JAY-Z's 'New York Times' Op-Ed On Meek Mill Brings Awareness To America's Criminal Justice System
Since news of Meek Mill's sentencing broke on Nov. 6, JAY-Z unabashedly reacted from his Facebook account to sold-out arenas on his "4:44 Tour." Now, the entertainment mogul increased his voice on the situation in the form of a call-to-action op-ed for the New York Times.
The "Moonlight" rapper highlighted the criminal justice system's historic relationship with tacking defendants on parole or probation with red flags in the form of technical violations for minor missteps.
"On the surface, this may look like the story of yet another criminal rapper who didn't smarten up and is back where he started," JAY-Z writes. "But consider this: Meek was around 19 when he was convicted on charges relating to drug and gun possession, and he served an eight-month sentence. Now he's 30, so he has been on probation for basically his entire adult life. For about a decade, he's been stalked by a system that considers the slightest infraction a justification for locking him back inside."
From his upbringing in Brooklyn, New York, the TIME: The Kalief Browder Story executive producer shared that he's seen cases like Meek's happen far too often. "Instead of a second chance, probation ends up being a land mine, with a random misstep bringing consequences greater than the crime," he continued. "A person on probation can end up in jail over a technical violation like missing a curfew."

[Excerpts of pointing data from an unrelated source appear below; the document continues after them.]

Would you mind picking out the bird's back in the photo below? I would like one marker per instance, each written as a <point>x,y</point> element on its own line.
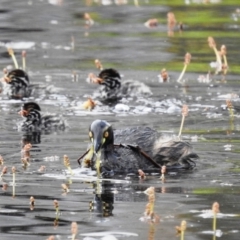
<point>144,137</point>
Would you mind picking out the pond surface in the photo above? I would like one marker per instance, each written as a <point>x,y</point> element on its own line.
<point>59,46</point>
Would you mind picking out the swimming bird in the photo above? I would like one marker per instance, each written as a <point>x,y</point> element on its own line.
<point>130,149</point>
<point>34,121</point>
<point>112,89</point>
<point>16,84</point>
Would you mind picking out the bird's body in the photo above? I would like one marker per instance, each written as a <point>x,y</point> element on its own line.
<point>131,149</point>
<point>34,121</point>
<point>112,89</point>
<point>16,84</point>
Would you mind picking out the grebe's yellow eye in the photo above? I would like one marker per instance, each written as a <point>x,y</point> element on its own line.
<point>90,134</point>
<point>106,134</point>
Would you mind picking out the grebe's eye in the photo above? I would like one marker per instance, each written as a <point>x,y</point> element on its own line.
<point>106,134</point>
<point>90,134</point>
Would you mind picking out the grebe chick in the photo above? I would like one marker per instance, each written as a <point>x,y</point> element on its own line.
<point>112,89</point>
<point>126,151</point>
<point>34,121</point>
<point>16,84</point>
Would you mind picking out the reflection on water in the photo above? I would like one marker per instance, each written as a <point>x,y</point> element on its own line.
<point>62,39</point>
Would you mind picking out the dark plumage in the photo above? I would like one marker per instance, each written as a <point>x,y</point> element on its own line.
<point>112,89</point>
<point>16,84</point>
<point>136,148</point>
<point>35,122</point>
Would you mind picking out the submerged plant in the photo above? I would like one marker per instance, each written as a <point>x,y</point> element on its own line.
<point>65,188</point>
<point>24,53</point>
<point>56,205</point>
<point>89,104</point>
<point>149,209</point>
<point>151,23</point>
<point>181,229</point>
<point>11,53</point>
<point>66,162</point>
<point>171,20</point>
<point>13,183</point>
<point>141,174</point>
<point>187,60</point>
<point>1,160</point>
<point>184,114</point>
<point>163,77</point>
<point>212,44</point>
<point>215,210</point>
<point>32,203</point>
<point>223,53</point>
<point>98,64</point>
<point>74,230</point>
<point>4,171</point>
<point>163,171</point>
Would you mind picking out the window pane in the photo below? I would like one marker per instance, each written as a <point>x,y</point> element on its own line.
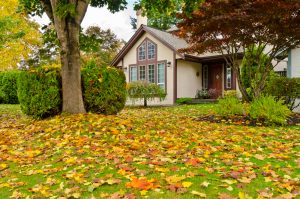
<point>161,75</point>
<point>205,77</point>
<point>142,72</point>
<point>133,73</point>
<point>228,77</point>
<point>142,52</point>
<point>151,50</point>
<point>151,73</point>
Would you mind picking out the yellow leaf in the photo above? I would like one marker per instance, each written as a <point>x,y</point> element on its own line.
<point>186,184</point>
<point>143,192</point>
<point>201,195</point>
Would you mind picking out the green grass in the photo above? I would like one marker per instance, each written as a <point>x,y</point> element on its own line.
<point>65,155</point>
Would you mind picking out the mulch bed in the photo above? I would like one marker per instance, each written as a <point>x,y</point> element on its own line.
<point>293,120</point>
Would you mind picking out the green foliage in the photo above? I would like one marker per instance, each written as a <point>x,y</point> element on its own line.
<point>230,106</point>
<point>230,93</point>
<point>39,92</point>
<point>145,90</point>
<point>255,69</point>
<point>104,89</point>
<point>270,111</point>
<point>8,87</point>
<point>286,89</point>
<point>202,94</point>
<point>184,100</point>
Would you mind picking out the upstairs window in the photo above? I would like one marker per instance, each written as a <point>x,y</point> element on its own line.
<point>142,72</point>
<point>133,73</point>
<point>161,75</point>
<point>151,50</point>
<point>142,52</point>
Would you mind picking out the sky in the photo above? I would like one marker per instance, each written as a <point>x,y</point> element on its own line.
<point>118,22</point>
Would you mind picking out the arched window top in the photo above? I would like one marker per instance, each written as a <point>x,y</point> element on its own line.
<point>151,50</point>
<point>142,51</point>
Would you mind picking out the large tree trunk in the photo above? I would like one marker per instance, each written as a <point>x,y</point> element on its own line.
<point>68,29</point>
<point>71,78</point>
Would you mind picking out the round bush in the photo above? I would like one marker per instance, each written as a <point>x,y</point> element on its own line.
<point>39,92</point>
<point>104,89</point>
<point>8,87</point>
<point>267,109</point>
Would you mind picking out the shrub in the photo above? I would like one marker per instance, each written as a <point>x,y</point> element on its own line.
<point>269,110</point>
<point>145,90</point>
<point>104,89</point>
<point>39,92</point>
<point>184,100</point>
<point>8,87</point>
<point>230,106</point>
<point>287,89</point>
<point>230,93</point>
<point>202,94</point>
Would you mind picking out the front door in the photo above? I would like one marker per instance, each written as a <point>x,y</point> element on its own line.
<point>215,79</point>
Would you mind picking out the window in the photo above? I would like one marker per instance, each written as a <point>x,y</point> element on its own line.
<point>205,77</point>
<point>228,77</point>
<point>161,75</point>
<point>142,52</point>
<point>151,73</point>
<point>133,73</point>
<point>142,72</point>
<point>151,50</point>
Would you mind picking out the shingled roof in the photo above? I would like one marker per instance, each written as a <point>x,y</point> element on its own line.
<point>171,41</point>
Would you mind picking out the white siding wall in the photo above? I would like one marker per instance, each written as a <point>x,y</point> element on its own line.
<point>187,80</point>
<point>294,67</point>
<point>163,54</point>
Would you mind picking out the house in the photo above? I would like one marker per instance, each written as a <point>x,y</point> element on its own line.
<point>154,55</point>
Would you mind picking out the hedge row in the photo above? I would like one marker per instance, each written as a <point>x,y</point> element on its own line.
<point>8,87</point>
<point>40,90</point>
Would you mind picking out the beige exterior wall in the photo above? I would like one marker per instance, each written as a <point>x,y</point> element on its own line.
<point>189,78</point>
<point>163,54</point>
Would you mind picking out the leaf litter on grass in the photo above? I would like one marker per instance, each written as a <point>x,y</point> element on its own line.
<point>154,152</point>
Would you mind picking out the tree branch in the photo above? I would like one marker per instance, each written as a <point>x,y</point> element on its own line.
<point>48,9</point>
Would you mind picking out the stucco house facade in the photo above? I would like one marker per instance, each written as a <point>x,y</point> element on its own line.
<point>153,55</point>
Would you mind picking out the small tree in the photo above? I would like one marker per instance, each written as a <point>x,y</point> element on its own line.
<point>145,90</point>
<point>256,67</point>
<point>230,27</point>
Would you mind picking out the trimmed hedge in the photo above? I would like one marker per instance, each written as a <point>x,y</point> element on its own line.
<point>104,89</point>
<point>8,87</point>
<point>39,92</point>
<point>286,89</point>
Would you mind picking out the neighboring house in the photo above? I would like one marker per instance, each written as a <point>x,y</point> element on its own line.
<point>153,55</point>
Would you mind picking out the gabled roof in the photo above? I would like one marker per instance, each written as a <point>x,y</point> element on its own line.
<point>171,41</point>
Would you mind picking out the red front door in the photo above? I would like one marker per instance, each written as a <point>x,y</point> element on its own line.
<point>215,79</point>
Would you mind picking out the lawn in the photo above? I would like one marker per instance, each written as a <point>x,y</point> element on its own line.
<point>160,152</point>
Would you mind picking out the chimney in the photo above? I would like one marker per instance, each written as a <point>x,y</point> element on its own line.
<point>141,20</point>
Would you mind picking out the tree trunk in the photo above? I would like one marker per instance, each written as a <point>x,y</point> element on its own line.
<point>241,87</point>
<point>68,29</point>
<point>71,75</point>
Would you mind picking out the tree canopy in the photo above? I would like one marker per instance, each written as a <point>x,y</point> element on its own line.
<point>16,43</point>
<point>67,16</point>
<point>230,27</point>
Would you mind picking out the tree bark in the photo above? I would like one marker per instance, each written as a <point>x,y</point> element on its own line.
<point>68,29</point>
<point>241,87</point>
<point>71,78</point>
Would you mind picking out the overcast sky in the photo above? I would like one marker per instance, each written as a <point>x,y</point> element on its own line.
<point>119,22</point>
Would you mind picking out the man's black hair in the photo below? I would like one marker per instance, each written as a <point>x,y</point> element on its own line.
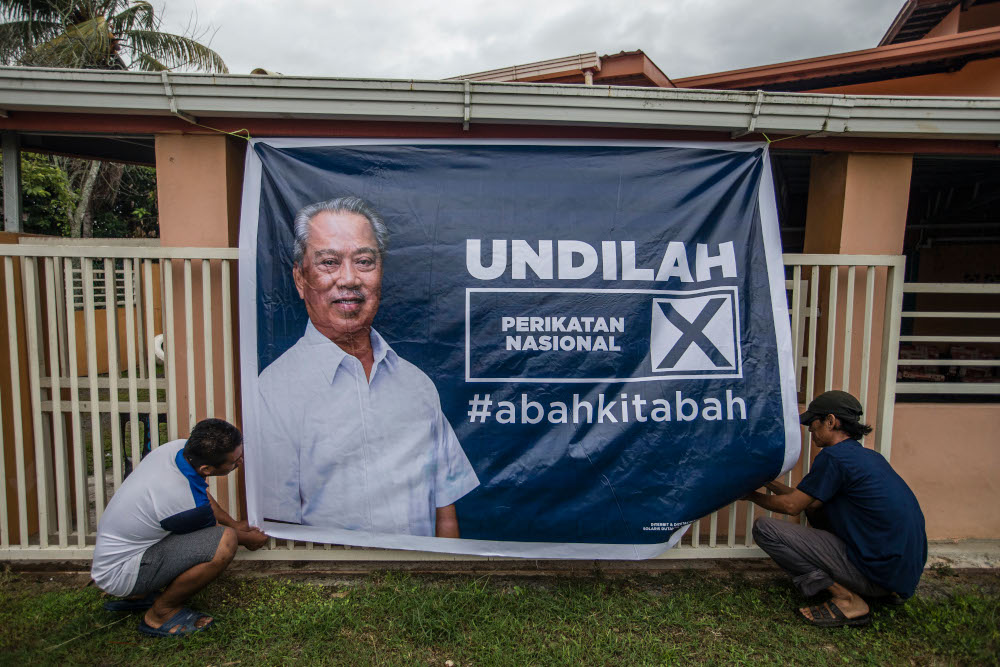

What led to Meek's return to prison stemmed from the dismissal of two incidents. Near the top of this year, he was detained for being involved in a St. Louis airport scuffle, which he was cleared once video evidence surfaced. In August, the NYPD arrested the 30-year-old again for reckless endangerment. On the set of a music video, he was seen popping wheelies on a motorbike. Judge Genece Brinkley also claims Meek failed a drug test. The district attorney threw out both cases, but against his probation officer and the D.A.'s no jail time recommendation, Brinkley still sentenced the "Amen" rapper to two to four years in prison.